A million or so Japanese are using the firm's "Zozosuit"
One problem plagues the business of selling clothes online-predicting how a garment will fit without trying it on. Behemoths such as ASOS, a British internet platform that sells its own and others' apparel, try to overcome this by allowing people to buy several sizes to try on at home and return items free of charge-at huge cost to them. Enter the body-measurement suit from Start Today, a Japanese firm that runs the "Zozotown" platform in Japan on which clothing companies from around the world sell their wares, as well as its own private label, Zozo.
In the past three months Start Today has distributed to just over 1 million Japanese customers, free of charge, its "Zozosuit", a skin-tight, full-body suit covered in around 350 fiducial markers, small objects that can be used as a point of reference for measurements. Shoppers slip on the suit and slowly rotate as their smartphone takes photos.
The firm uses the images to create a 3D scan of their body, which it can use to offer a range of customised services. Among these are made-to-measure business suits for men from its Zozo brand, which are selling strongly, and jeans and T-shirts that fit most snugly from tens of thousands of pre-cut patterns, also from Zozo. At the most basic level, when customers choose an item from one of the 6,400 brands listed on Zozotown - the core of Start Today's business - the platform uses the Zozosuit data to recommend the right size.
A first, more high-tech version of the suit proved too expensive (it had capacitors holding an electric charge that measured body shape by how much the suit stretched). But its latest version costs the company only ¥1,000 ($9) a piece. Masahiro Ito, a board member who oversees engineering at the firm, says the fashion industry has not yet adapted to meet the needs of a generation accustomed to buying everything online, to their specifications and at their convenience. "We offer exactly that," he says. Other companies are watching closely. Fast Retailing, a giant which owns the Uniqlo brand, is one firm looking at ways to measure the body using smart phones.
How the suit fares is crucial for Start Today's future. The Zozotown platform is the undisputed giant of online fashion retail in Japan. It created and dominates the market for online clothing sales; the second biggest platform, Marui Web Channel, makes only a tenth of its sales. It takes lucrative cuts of up to around 35% from brands it hosts; its founder and boss, Yusaku Maezawa, is now Japan's 18th richest person. But analysts reckon it may be reaching saturation point. The company counts 6% of the country's population as active users (meaning those who have bought something in the past 12 months).
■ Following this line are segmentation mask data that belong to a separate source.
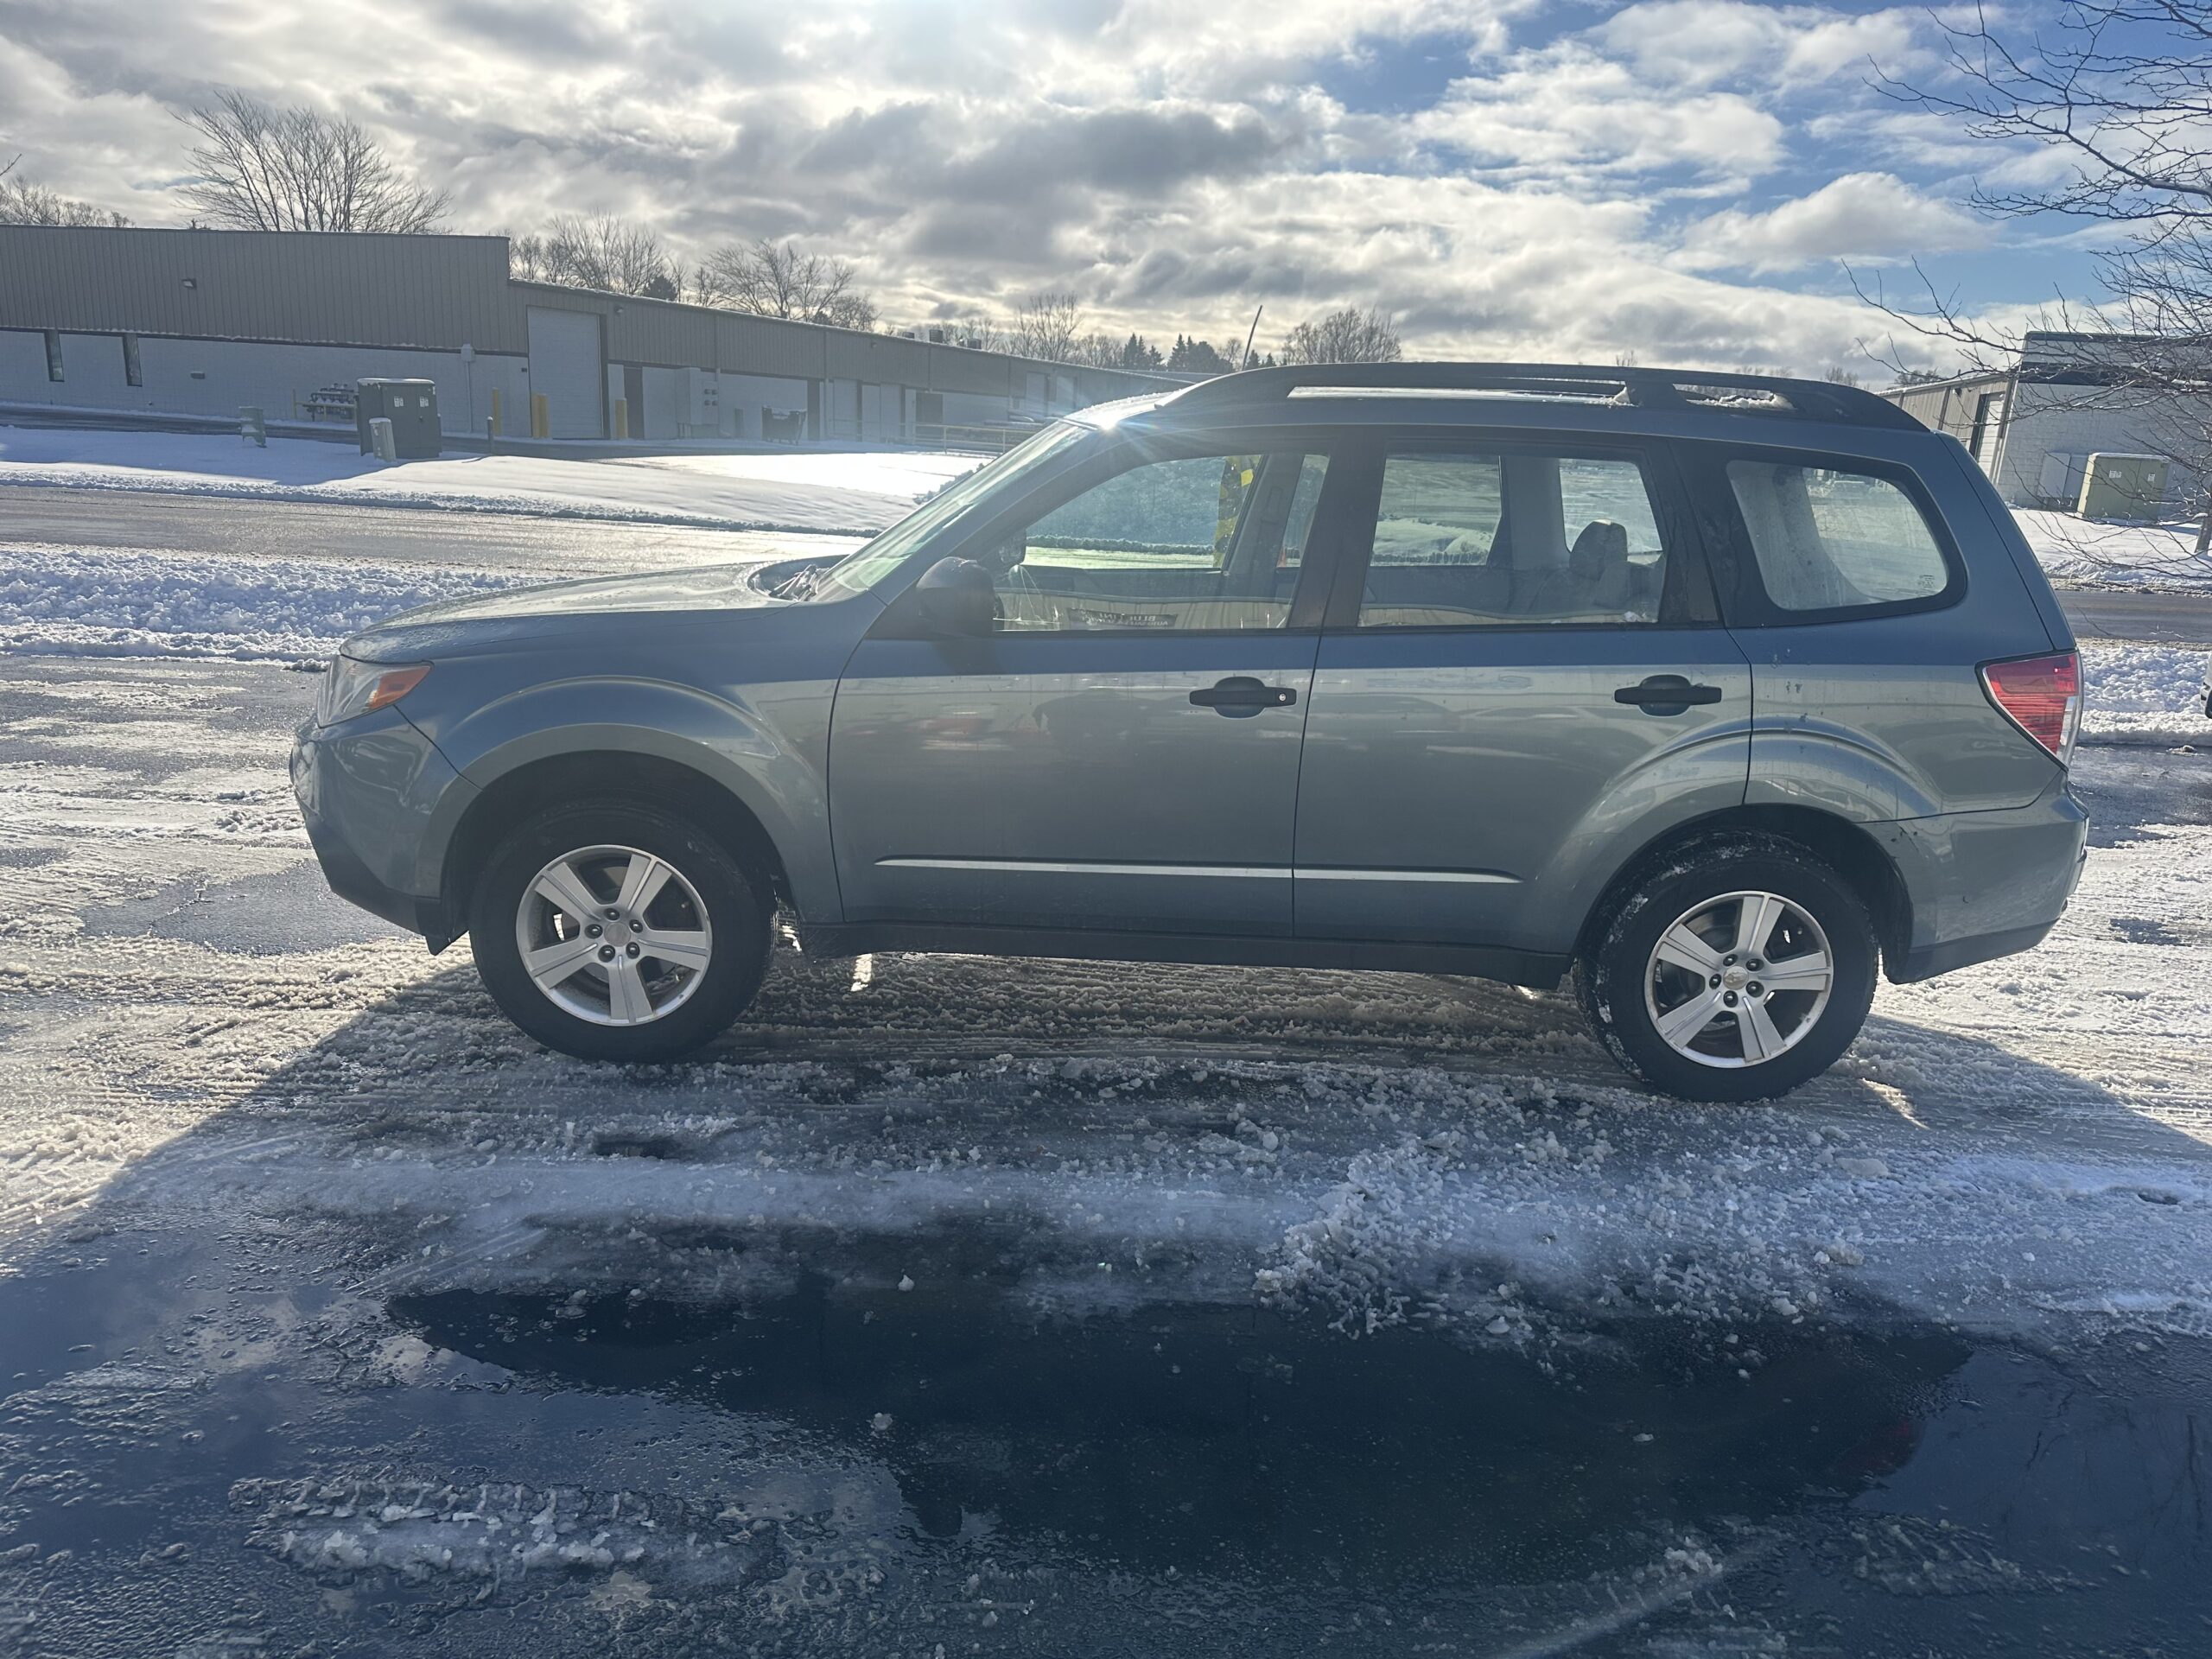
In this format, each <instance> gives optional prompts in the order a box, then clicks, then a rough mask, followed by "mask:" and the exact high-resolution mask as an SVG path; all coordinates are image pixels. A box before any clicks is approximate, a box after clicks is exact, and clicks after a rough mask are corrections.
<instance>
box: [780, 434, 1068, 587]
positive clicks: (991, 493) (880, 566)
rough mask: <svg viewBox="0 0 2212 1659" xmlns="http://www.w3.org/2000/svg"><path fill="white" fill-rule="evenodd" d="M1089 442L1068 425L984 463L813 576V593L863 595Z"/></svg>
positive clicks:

Its share price dipped sharply in July after growth slowed slightly. Bespoke services could attract more customers, especially men, who make up only around 30% of active users, reckons Osamu Yamada, an independent retail analyst. Observers are more circumspect about whether the suit can help Start Today on its other path to growth: expanding abroad. Since July customers in 72 countries have been able to request a body-measurement suit to help them buy clothes from the Zozo label.
An attempt a few years ago to take the Zozotown platform into China, Hong Kong and South Korea (before it came up with the body-measurement suit) failed. Ito notes that Zozotown could not compete then with existing companies offering more or less the same products; for now at least, the suit is a unique service. But the company will still have to work harder than it does at home to persuade people to squeeze into it.